Studio Ghibli is a Japanese animation studio with a strong presence in the industry. While several of its films have been awarded top honors, for the first time, the studio itself will be honored with an honorary award. The studio was founded by renowned Japanese animator and filmmaker Hayao Miyazaki, Isao Takahata, and producer Toshio Suzuki.
While Miyazaki is thrilled with the studio being honored with the Palme d’Or, Suzuki believes the animators are not comfortable with being singled out for the honors surrounding his filmmaking. He said for Miyazaki via his translator,
“He knows a large group of people have helped make each one of his films. Miyazaki is typically Japanese, which is to say he is very shy. When he learned this award was for our studio as a group, he was very happy with that. It takes a long time to make his movies, and many people help make the movies.”
While Suzuki and Miyazaki were deferential about the award, Cannes president Iris Knobloch and general delegate Thierry Fremaux were effusive in their statements. They said,
“For the first time in our history, it’s not a person but an institution that we have chosen to celebrate. Like all the icons of the seventh art, these characters populate our imaginations with prolific, colorful universes and sensitive, engaging narrations. With Ghibli, Japanese animation stands as one of the great adventures of cinephilia, between tradition and modernity.”
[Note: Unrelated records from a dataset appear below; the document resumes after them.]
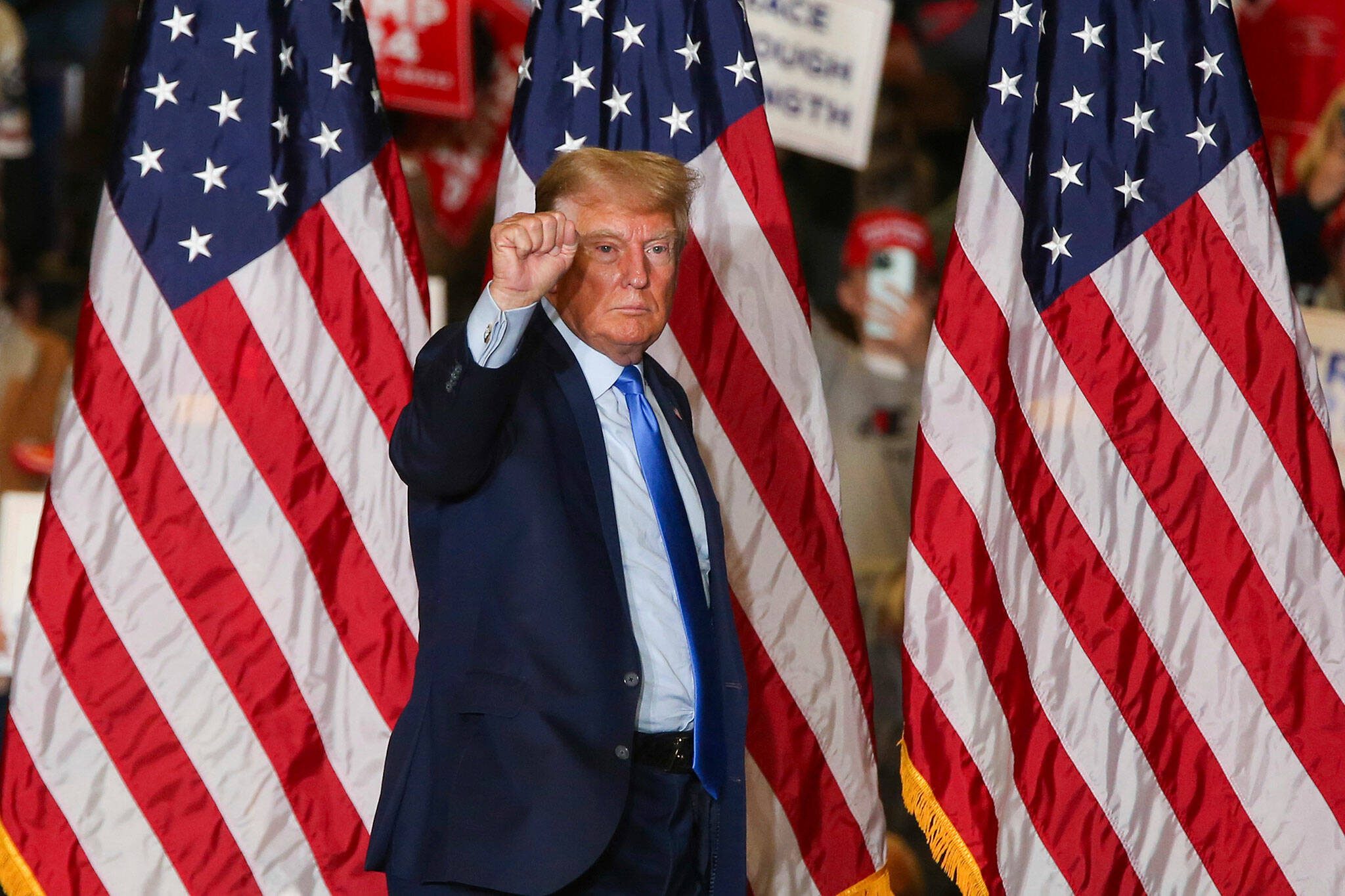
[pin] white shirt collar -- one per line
(599, 370)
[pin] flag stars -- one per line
(147, 159)
(1067, 175)
(579, 78)
(163, 92)
(179, 24)
(741, 69)
(690, 53)
(618, 104)
(1202, 136)
(1007, 86)
(1151, 51)
(676, 120)
(571, 144)
(227, 108)
(586, 10)
(197, 245)
(1057, 245)
(1017, 15)
(630, 35)
(1078, 105)
(211, 177)
(1090, 34)
(273, 194)
(241, 42)
(1210, 65)
(338, 72)
(327, 140)
(1139, 120)
(1130, 190)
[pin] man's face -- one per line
(618, 295)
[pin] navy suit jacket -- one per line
(503, 770)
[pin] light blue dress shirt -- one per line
(667, 691)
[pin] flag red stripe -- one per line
(1072, 825)
(1259, 355)
(39, 829)
(940, 757)
(139, 740)
(768, 444)
(1097, 609)
(1204, 531)
(749, 154)
(244, 379)
(221, 609)
(387, 168)
(353, 314)
(790, 757)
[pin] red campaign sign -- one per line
(462, 175)
(424, 54)
(1296, 60)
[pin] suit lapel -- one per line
(580, 399)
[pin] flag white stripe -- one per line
(177, 667)
(1212, 412)
(79, 775)
(365, 222)
(785, 613)
(241, 511)
(950, 664)
(961, 431)
(1191, 644)
(763, 301)
(1241, 205)
(335, 413)
(775, 863)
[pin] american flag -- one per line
(1126, 606)
(222, 616)
(681, 78)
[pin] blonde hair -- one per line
(649, 181)
(1310, 156)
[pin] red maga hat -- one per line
(887, 228)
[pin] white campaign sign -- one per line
(821, 62)
(1327, 332)
(19, 516)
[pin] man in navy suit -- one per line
(579, 714)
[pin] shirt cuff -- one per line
(493, 335)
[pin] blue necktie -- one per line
(709, 753)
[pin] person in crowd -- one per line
(1310, 217)
(577, 717)
(872, 360)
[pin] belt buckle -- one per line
(681, 753)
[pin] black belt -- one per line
(666, 752)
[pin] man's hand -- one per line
(529, 254)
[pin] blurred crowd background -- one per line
(871, 241)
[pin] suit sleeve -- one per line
(450, 436)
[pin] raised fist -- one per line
(529, 254)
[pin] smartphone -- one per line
(889, 281)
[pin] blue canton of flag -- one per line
(1103, 117)
(237, 119)
(666, 77)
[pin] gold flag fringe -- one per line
(876, 884)
(948, 849)
(15, 876)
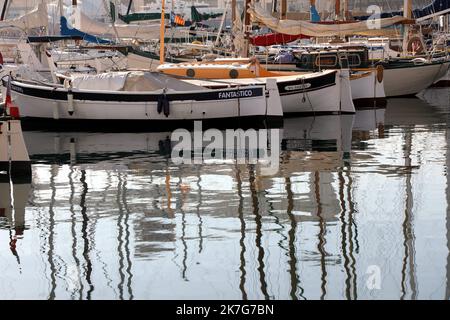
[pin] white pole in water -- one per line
(14, 157)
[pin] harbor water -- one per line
(359, 209)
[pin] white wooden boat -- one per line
(410, 78)
(139, 99)
(368, 89)
(319, 93)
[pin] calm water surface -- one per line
(358, 210)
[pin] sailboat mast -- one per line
(407, 13)
(129, 6)
(161, 34)
(4, 9)
(283, 9)
(337, 9)
(247, 28)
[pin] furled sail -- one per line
(86, 24)
(435, 6)
(296, 27)
(37, 18)
(136, 16)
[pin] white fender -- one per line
(347, 105)
(5, 200)
(21, 192)
(18, 150)
(70, 108)
(274, 106)
(4, 150)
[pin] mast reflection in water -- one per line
(109, 215)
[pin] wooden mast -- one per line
(161, 34)
(407, 13)
(4, 9)
(337, 9)
(283, 9)
(247, 28)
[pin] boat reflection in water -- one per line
(13, 201)
(357, 210)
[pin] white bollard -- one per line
(4, 147)
(14, 157)
(274, 106)
(5, 198)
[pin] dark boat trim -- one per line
(61, 94)
(150, 125)
(370, 103)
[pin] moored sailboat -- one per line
(140, 100)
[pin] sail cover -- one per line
(296, 27)
(434, 7)
(37, 18)
(274, 38)
(86, 24)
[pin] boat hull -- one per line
(410, 80)
(104, 109)
(321, 93)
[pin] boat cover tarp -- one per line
(131, 81)
(274, 38)
(36, 18)
(296, 27)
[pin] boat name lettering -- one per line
(235, 94)
(298, 87)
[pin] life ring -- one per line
(380, 73)
(415, 45)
We can’t agree more with the statement, as it’s indeed true that Studio Ghibli has dominance in the animation world.
How did Studio Ghibli come into existence?
It does indeed feel cathartic to realize that we often receive more and better than we expect. A similar thing happened with Studio Ghibli. When it commenced, the founders just wanted to keep their company afloat and didn’t have their eye on creating the kinds of internationally acclaimed masterpieces that eventually came to define their work. Rather than aiming for something big, they were simply focused on making one film after another.
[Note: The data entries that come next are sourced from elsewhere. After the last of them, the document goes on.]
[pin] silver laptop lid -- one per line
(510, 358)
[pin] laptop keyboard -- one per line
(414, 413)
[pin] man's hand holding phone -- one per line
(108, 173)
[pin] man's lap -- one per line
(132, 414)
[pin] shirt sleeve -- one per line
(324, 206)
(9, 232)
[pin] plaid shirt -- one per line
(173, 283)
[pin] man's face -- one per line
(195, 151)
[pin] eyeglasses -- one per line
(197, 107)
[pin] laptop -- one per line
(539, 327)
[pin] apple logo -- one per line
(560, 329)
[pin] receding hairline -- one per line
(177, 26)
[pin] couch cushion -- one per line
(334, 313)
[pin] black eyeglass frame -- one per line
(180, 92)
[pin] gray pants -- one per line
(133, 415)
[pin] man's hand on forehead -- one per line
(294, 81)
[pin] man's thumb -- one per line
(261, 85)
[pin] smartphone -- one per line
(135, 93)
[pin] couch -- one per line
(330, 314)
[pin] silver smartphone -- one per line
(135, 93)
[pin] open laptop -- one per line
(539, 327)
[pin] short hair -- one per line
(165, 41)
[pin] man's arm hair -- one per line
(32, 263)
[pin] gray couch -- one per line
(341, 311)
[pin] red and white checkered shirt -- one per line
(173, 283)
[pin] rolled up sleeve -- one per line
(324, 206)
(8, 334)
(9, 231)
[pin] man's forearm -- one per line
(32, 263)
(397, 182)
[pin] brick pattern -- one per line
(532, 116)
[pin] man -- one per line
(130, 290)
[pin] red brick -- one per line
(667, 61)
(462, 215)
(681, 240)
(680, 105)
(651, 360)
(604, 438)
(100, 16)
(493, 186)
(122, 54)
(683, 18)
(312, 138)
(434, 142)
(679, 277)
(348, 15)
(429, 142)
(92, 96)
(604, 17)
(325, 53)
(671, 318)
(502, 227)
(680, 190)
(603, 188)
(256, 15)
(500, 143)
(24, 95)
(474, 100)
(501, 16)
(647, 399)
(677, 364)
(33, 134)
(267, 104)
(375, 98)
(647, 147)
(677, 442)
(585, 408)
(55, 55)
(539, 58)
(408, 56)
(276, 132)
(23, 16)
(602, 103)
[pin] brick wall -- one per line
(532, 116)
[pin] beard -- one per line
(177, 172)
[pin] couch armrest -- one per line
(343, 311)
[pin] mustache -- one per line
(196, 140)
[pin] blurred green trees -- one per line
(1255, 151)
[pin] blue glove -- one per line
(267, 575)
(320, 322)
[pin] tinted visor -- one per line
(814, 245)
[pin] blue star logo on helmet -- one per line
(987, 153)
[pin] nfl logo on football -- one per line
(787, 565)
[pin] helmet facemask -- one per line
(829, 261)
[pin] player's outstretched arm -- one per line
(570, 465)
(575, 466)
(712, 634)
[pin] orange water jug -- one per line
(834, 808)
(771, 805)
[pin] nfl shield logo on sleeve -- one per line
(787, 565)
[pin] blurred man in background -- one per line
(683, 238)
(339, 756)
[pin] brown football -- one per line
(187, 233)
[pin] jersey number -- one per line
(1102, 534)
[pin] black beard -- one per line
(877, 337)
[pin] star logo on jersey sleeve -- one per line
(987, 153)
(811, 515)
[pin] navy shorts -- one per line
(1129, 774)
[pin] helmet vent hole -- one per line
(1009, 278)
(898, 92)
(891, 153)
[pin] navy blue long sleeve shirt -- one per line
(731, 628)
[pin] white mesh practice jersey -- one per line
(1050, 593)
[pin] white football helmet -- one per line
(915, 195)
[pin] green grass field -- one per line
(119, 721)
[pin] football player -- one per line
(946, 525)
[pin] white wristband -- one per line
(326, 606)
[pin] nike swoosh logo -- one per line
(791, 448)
One of the co-founders of the studio, Suzuki, said,
“We were too busy [to think about those kinds of goals]. We were making the first film, and we thought maybe if we can make this film and it succeeds, then we can make the next film. But we knew that if we fail and the movie is bad or if no one likes it then that was the end of us. So we were just focusing on that first film.”
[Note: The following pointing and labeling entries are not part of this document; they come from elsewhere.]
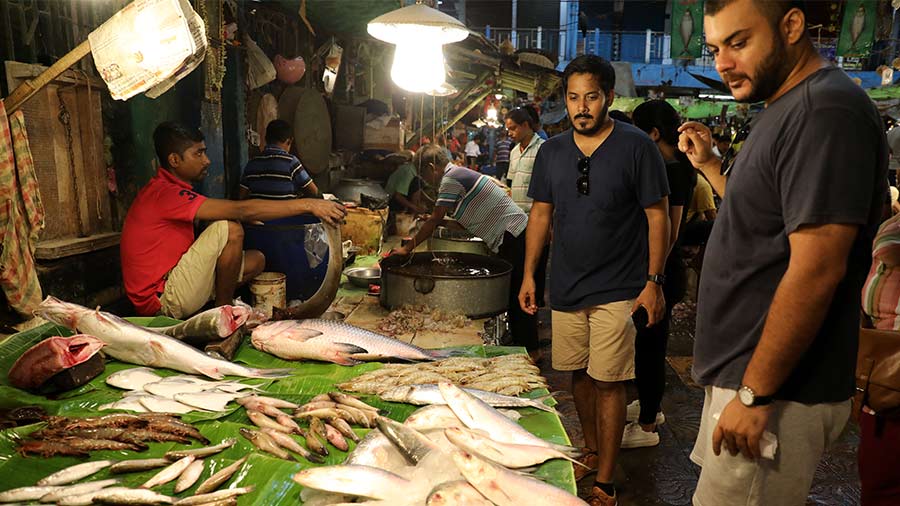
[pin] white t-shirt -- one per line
(473, 149)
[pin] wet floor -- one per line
(664, 474)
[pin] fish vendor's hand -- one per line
(695, 141)
(653, 300)
(331, 213)
(527, 299)
(741, 428)
(400, 250)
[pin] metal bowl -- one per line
(364, 276)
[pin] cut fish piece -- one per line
(209, 401)
(133, 379)
(163, 405)
(130, 402)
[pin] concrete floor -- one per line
(664, 475)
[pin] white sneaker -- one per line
(635, 437)
(633, 412)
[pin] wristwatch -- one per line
(749, 398)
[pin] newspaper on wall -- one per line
(148, 45)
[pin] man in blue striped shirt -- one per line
(482, 206)
(276, 174)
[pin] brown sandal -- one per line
(588, 458)
(600, 498)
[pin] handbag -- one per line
(878, 371)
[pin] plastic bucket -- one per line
(268, 290)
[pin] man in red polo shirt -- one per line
(167, 271)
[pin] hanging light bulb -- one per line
(418, 67)
(419, 33)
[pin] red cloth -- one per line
(158, 230)
(21, 215)
(879, 460)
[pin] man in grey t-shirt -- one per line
(778, 310)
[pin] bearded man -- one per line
(603, 185)
(778, 309)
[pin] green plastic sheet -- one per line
(270, 476)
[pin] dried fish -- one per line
(79, 489)
(133, 379)
(74, 473)
(27, 493)
(170, 473)
(265, 443)
(220, 477)
(133, 466)
(262, 421)
(278, 403)
(202, 452)
(335, 437)
(289, 443)
(190, 476)
(214, 496)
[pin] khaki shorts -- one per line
(192, 282)
(804, 431)
(599, 339)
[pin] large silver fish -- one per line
(421, 395)
(333, 341)
(138, 345)
(507, 488)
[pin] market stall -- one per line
(267, 477)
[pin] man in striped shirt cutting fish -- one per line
(483, 208)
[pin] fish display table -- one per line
(270, 476)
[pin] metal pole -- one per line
(514, 34)
(647, 46)
(26, 90)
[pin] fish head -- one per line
(60, 312)
(80, 348)
(231, 319)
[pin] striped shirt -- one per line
(881, 293)
(480, 205)
(502, 149)
(275, 174)
(521, 164)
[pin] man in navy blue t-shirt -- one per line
(276, 173)
(604, 186)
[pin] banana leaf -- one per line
(270, 476)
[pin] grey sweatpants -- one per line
(804, 431)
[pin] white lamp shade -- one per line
(418, 67)
(417, 23)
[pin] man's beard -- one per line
(598, 124)
(770, 74)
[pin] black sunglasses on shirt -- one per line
(583, 183)
(737, 142)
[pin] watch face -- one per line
(745, 396)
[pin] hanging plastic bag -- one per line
(260, 69)
(315, 242)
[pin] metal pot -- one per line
(445, 239)
(425, 279)
(352, 189)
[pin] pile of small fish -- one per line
(150, 392)
(462, 452)
(506, 375)
(329, 417)
(79, 436)
(408, 319)
(334, 341)
(184, 465)
(134, 344)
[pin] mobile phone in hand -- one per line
(640, 317)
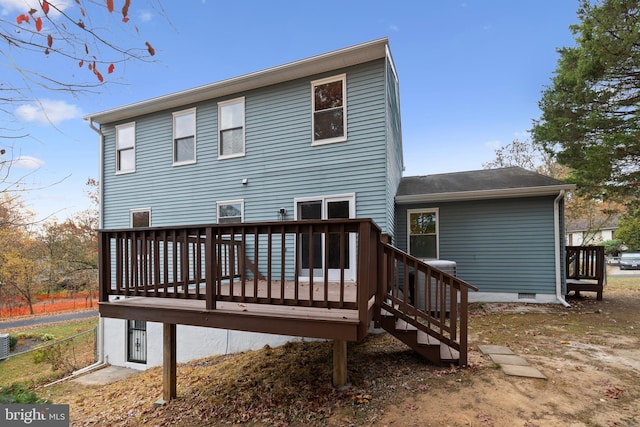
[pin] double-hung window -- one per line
(184, 137)
(126, 148)
(329, 105)
(230, 211)
(231, 128)
(423, 233)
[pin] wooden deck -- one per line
(275, 317)
(322, 279)
(585, 269)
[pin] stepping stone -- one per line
(522, 371)
(508, 359)
(495, 349)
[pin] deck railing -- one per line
(326, 264)
(585, 262)
(426, 297)
(301, 263)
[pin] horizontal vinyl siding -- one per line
(394, 146)
(280, 164)
(504, 245)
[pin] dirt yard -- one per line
(590, 354)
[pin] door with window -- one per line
(326, 249)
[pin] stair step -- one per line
(403, 326)
(426, 339)
(448, 354)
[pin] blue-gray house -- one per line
(285, 187)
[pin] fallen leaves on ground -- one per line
(288, 385)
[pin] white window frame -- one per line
(229, 202)
(176, 137)
(435, 211)
(343, 79)
(221, 105)
(138, 210)
(119, 149)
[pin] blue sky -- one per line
(471, 73)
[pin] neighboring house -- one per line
(315, 139)
(585, 231)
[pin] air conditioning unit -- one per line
(4, 346)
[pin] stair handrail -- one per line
(392, 297)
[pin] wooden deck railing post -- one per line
(168, 363)
(364, 277)
(464, 323)
(104, 266)
(339, 363)
(210, 270)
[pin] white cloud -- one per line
(27, 162)
(48, 111)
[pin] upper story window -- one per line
(184, 137)
(230, 211)
(126, 148)
(329, 99)
(231, 128)
(423, 233)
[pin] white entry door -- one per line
(330, 207)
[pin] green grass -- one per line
(79, 351)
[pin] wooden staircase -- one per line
(420, 341)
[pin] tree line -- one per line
(48, 257)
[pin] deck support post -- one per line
(168, 361)
(339, 363)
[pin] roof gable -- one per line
(330, 61)
(479, 184)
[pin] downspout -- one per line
(100, 332)
(557, 241)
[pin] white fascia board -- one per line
(502, 193)
(346, 57)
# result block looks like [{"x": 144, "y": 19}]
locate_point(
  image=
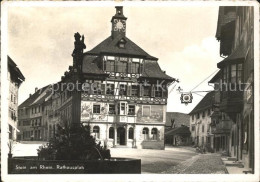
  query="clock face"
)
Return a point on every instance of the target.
[{"x": 119, "y": 25}]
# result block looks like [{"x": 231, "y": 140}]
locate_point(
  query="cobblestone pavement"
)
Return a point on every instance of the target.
[
  {"x": 156, "y": 161},
  {"x": 200, "y": 164}
]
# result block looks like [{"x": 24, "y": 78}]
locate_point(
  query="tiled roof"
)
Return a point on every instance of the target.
[
  {"x": 205, "y": 103},
  {"x": 89, "y": 65},
  {"x": 179, "y": 119},
  {"x": 153, "y": 70},
  {"x": 110, "y": 46},
  {"x": 38, "y": 97},
  {"x": 178, "y": 130}
]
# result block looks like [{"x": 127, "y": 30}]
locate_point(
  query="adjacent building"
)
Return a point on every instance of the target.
[
  {"x": 122, "y": 93},
  {"x": 200, "y": 122},
  {"x": 15, "y": 79},
  {"x": 234, "y": 117},
  {"x": 177, "y": 130}
]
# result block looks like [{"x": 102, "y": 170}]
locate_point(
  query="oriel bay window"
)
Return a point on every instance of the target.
[
  {"x": 110, "y": 66},
  {"x": 134, "y": 90},
  {"x": 112, "y": 109},
  {"x": 122, "y": 89},
  {"x": 146, "y": 133},
  {"x": 135, "y": 67},
  {"x": 131, "y": 110},
  {"x": 96, "y": 109},
  {"x": 146, "y": 91},
  {"x": 131, "y": 133},
  {"x": 96, "y": 131},
  {"x": 110, "y": 89},
  {"x": 232, "y": 73}
]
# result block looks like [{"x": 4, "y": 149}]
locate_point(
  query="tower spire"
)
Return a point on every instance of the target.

Studio Ghibli was launched in the 1980s by directors Hayao Miyazaki and Isao Takahata and producer Toshio Suzuki. Ever since then, it has become a home for many renowned animated films. It is where Miyazaki made his Oscar-winning 2023 animated feature “The Boy and the Heron,” “Princess Mononoke,” and “Spirited Away,” which was also an Oscar-winner for animated feature and one of the highest-grossing films in Japan’s history.
The studio is also known for the film “My Neighbor Totoro,” which inspired its mascot, a large, rounded spirit whose shape borrows from raccoons, dogs, and cats.